Here is the machine actually extruding pretty good looking filament from virgin pellets.



The extruder was paired with a nice looking print grinder.  The only thing odd was that it was operated by a hand crank.  I guess you are unlikely to get your hand pulled into the machine if you are cranking it with your other hand.  Still it looked a bit awkward.



On Saturday morning he drew such a crowd we couldn’t get near him.  Could it be the “Free Filament” sign?



Andy talks with Patrick Lie founder of PolyForge, one of the first low cost selective laser sintering printers we have seen.

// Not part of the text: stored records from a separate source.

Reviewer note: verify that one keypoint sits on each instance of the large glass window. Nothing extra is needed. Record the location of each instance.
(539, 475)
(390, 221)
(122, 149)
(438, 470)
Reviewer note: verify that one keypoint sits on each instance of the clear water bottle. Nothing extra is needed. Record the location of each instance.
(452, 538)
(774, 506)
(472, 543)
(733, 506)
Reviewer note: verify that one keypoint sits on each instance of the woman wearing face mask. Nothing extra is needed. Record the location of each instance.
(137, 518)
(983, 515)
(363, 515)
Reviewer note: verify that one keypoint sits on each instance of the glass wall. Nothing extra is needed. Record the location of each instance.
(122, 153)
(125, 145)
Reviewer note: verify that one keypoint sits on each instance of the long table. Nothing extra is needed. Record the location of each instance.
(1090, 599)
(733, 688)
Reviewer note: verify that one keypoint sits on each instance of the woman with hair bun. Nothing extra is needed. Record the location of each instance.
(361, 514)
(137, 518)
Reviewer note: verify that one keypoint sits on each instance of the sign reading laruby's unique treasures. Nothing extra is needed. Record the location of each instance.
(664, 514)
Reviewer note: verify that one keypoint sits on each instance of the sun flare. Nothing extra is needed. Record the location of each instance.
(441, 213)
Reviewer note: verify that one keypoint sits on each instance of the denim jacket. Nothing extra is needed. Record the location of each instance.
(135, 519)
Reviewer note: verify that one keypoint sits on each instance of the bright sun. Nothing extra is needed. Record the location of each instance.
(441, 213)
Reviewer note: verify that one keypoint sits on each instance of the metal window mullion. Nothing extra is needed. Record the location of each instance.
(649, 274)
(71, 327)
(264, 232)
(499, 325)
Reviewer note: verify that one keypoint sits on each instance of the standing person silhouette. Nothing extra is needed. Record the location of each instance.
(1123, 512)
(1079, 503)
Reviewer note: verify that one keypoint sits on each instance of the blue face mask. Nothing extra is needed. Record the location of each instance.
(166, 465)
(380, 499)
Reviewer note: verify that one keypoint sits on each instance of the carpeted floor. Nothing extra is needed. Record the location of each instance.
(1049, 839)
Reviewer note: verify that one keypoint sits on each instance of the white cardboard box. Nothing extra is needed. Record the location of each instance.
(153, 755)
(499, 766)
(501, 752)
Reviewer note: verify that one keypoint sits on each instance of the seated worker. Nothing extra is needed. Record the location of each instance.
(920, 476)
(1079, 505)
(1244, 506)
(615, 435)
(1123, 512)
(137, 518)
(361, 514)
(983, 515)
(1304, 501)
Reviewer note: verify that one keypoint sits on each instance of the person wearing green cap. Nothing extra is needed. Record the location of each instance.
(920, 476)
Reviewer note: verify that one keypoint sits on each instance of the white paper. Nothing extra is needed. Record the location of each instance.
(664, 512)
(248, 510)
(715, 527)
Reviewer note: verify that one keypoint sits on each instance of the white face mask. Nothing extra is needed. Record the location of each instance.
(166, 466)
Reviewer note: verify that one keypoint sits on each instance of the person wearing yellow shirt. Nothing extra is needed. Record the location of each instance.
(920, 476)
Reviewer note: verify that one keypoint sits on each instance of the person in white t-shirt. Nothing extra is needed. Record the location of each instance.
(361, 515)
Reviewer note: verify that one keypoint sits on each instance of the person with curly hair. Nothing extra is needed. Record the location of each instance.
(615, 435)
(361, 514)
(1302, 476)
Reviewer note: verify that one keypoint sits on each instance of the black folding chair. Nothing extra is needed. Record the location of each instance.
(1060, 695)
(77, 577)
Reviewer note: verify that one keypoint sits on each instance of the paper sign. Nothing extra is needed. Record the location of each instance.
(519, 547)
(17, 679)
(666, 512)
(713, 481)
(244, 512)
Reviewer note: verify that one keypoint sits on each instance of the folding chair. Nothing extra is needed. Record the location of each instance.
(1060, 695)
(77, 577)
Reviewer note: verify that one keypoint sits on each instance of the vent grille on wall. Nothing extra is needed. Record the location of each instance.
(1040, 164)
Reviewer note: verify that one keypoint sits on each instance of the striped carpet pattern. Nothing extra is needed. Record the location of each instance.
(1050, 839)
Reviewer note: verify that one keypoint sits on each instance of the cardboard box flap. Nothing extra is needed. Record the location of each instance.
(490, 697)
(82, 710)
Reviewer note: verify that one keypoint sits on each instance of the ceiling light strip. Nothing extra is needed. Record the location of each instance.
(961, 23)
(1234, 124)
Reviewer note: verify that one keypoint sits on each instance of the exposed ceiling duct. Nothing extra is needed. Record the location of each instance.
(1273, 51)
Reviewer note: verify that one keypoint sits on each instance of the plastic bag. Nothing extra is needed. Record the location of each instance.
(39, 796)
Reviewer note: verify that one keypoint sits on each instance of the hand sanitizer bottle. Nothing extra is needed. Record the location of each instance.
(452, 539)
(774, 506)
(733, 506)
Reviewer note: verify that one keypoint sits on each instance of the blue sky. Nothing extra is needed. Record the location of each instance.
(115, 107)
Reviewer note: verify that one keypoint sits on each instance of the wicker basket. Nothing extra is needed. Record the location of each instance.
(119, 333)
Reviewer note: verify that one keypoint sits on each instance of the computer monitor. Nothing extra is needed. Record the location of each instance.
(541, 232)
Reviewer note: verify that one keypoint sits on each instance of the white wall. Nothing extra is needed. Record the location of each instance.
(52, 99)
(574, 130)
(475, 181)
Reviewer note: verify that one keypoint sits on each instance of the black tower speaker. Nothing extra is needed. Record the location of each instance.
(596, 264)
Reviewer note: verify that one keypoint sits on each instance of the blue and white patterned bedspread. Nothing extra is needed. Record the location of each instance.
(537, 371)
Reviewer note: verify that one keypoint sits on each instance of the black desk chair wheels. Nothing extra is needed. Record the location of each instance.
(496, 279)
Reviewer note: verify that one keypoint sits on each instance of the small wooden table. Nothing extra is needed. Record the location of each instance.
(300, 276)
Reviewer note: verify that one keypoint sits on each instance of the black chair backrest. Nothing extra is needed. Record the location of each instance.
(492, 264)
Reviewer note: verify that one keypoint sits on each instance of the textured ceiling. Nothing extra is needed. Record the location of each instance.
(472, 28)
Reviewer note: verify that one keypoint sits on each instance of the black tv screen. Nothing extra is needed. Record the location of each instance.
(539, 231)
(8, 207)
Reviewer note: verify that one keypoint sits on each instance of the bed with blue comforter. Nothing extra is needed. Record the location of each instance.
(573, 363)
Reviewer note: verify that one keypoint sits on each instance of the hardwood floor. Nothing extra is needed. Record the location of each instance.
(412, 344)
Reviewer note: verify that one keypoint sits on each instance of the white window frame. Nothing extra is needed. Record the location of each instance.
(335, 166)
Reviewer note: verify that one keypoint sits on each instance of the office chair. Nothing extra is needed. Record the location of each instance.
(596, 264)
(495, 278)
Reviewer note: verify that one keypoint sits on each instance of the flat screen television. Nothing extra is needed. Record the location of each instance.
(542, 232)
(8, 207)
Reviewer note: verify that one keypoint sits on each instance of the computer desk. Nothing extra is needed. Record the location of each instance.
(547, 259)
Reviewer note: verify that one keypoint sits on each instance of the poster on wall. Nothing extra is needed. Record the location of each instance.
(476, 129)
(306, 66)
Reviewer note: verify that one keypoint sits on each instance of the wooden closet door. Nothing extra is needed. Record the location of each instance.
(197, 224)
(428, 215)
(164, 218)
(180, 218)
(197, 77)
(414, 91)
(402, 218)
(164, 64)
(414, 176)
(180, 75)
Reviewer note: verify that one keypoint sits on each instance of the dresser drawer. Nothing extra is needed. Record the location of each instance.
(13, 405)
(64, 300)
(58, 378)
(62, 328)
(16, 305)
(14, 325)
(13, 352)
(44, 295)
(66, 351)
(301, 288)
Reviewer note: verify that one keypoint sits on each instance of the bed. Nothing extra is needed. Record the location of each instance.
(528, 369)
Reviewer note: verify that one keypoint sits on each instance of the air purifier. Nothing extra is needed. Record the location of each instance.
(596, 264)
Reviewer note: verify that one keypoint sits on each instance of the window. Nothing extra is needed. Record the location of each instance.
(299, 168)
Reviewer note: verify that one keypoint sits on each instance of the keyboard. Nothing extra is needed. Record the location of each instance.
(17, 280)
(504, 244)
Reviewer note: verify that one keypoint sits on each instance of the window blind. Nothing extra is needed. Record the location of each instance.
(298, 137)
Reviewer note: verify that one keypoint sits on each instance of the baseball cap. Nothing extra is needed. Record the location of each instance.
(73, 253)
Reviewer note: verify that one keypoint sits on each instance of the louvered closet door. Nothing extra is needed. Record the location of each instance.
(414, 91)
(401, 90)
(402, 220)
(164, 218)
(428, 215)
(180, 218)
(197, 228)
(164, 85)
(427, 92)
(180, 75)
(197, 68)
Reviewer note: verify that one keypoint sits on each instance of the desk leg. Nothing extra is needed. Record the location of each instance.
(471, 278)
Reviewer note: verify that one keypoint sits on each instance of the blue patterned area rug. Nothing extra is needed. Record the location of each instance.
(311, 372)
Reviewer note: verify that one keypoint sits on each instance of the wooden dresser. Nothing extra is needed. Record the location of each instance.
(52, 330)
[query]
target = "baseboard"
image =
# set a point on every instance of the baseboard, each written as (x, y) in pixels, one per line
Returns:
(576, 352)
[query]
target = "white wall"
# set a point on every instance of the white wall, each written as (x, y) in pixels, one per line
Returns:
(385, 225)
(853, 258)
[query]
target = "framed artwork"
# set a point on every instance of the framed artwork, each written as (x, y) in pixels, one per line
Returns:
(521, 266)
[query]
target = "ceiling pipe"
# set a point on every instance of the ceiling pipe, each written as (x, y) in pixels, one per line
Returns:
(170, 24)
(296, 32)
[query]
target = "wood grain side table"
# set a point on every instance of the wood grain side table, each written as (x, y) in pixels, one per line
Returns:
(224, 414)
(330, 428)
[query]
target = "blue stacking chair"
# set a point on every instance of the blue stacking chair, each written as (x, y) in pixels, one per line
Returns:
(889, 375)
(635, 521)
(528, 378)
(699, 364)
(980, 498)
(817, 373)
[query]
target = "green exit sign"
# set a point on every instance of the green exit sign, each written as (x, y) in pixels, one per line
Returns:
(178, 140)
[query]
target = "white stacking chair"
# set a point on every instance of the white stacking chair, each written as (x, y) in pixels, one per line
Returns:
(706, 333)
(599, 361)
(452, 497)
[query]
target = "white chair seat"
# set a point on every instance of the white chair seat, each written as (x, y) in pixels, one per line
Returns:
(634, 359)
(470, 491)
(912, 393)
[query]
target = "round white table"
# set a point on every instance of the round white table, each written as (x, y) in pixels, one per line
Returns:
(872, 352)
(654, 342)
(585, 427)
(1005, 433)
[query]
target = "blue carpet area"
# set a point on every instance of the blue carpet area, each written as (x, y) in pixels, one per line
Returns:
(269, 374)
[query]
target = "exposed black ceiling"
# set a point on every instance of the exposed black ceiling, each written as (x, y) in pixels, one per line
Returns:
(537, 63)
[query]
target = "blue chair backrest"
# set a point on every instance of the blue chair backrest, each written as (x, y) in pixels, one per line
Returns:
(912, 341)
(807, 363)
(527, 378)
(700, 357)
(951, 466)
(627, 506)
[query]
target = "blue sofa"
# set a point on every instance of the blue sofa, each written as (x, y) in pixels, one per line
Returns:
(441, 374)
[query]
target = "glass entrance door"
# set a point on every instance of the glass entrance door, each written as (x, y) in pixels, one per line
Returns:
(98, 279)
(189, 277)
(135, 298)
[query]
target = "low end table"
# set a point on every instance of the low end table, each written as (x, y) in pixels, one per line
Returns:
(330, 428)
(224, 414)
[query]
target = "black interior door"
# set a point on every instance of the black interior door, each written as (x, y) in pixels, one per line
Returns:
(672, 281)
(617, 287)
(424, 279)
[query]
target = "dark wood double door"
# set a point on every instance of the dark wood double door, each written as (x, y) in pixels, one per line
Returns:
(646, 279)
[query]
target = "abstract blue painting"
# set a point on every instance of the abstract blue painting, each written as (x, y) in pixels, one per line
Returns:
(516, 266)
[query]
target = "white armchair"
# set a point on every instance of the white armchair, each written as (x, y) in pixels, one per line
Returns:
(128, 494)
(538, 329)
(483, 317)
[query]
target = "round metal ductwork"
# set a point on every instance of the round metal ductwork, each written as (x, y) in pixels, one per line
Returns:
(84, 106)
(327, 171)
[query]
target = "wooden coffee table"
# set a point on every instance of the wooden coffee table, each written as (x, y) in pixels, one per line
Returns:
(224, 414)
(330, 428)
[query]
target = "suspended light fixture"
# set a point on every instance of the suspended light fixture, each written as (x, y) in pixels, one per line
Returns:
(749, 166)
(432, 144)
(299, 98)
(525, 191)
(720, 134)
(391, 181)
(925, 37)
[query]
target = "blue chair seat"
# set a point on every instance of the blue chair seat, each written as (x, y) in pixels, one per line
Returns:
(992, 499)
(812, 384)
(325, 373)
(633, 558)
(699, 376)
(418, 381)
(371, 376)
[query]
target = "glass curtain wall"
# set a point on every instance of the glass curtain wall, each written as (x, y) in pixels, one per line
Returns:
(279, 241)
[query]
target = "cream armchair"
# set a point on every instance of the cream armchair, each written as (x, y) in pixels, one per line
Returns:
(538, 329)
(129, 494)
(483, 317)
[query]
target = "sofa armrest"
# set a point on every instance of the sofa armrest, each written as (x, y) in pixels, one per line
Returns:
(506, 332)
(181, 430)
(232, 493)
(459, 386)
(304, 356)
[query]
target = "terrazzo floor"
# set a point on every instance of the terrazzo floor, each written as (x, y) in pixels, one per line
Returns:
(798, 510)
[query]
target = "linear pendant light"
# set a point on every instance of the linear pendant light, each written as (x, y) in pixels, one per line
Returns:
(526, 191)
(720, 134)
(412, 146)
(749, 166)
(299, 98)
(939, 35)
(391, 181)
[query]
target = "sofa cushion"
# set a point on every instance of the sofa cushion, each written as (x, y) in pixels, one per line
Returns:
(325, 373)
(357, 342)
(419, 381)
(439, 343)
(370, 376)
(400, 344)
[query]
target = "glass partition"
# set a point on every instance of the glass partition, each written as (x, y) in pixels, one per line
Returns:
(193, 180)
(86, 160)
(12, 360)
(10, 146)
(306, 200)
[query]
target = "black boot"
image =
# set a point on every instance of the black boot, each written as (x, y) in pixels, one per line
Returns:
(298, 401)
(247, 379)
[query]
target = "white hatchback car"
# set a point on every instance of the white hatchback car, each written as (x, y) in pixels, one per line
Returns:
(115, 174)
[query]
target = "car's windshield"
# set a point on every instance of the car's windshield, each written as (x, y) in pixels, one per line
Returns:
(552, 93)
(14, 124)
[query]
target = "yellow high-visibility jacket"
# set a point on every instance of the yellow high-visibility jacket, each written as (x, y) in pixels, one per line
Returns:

Polyforge uses inexpensive stock laser cutter parts to fuse plastic powder.



The results aren’t yet equal to what can be achieved with other, cheaper technologies, but it is a great start.  Now that the key patents have started to expire we look forward to a large open source community taking on this technology and bringing SLS to the masses.



Andy interviews Hans from Cubicity, bringing quality European filaments to American market.



Boris from Open Electronics talking to Andy about his Chocolate printer.




The heated syringe  extruder was printing nicely at the show.


An optional heated stand keeps two more syringes perfectly heated and ready to swap in for continuous chocolate printing.



This mask was their coolest print, but it was made with regular chocolate that wasn’t tempered properly so the cocoa butter “bloomed” giving it a chalky grey finish.



They switched to a more forgiving coating chocolate and the results were beautiful.  The good news is that the machine is all open source.  The bad news. . . they weren’t giving out samples.



Andy talks with Deanne Bell from Future Engineers.  They sponsor contests for students to design 3d printable objects for the space station.  The winner’s designs are actually printed in space.



This multitool won the contest to design a space tool.  The next contest is to design a space container.  Details at



Andy talks with Niki Werkheiser, the NASA project manager in charge of the space manufacturing program.  We got our first look inside the space printer, but no photos allowed.



An overhang printing test similar to test prints made on the space station.  Can you do without support when printing in micro gravity?  We eagerly await the results.



This simple 3d printable igloo like structure may someday be printed on the moon by fusing moon dust using concentrated sunlight.  This sort of technology could be used to build a moon base quickly and cheaply.  It could perhaps be automated to the extent that humans could arrive with their base already mostly built.



We caught up with our old friend Diego Porqueras from Deezmaker in Pasadena.



He still had the only printer at the show that you could drive around while it prints.  He has flown it on a quadcopter while printing as well.



Andy talks with Lucas Dennison and his dad Greg from e-Nable.



Before his dad started 3dprinting them Lucas had never had a prosthesis.  E-nable connects people with printers with people who need prosthetics, and provides support and know how.  Conventional prosthetics are extremely expensive and kids like Lucas outgrow them very quickly.  3d printing is a real game changer by bringing the cost within reach of anyone.  Lucas can have different hands for different uses.  He can have a new one whenever he needs it so he will never outgrow it.



Lucas was very comfortable clowning around with his 3dprinted prosthetic hand.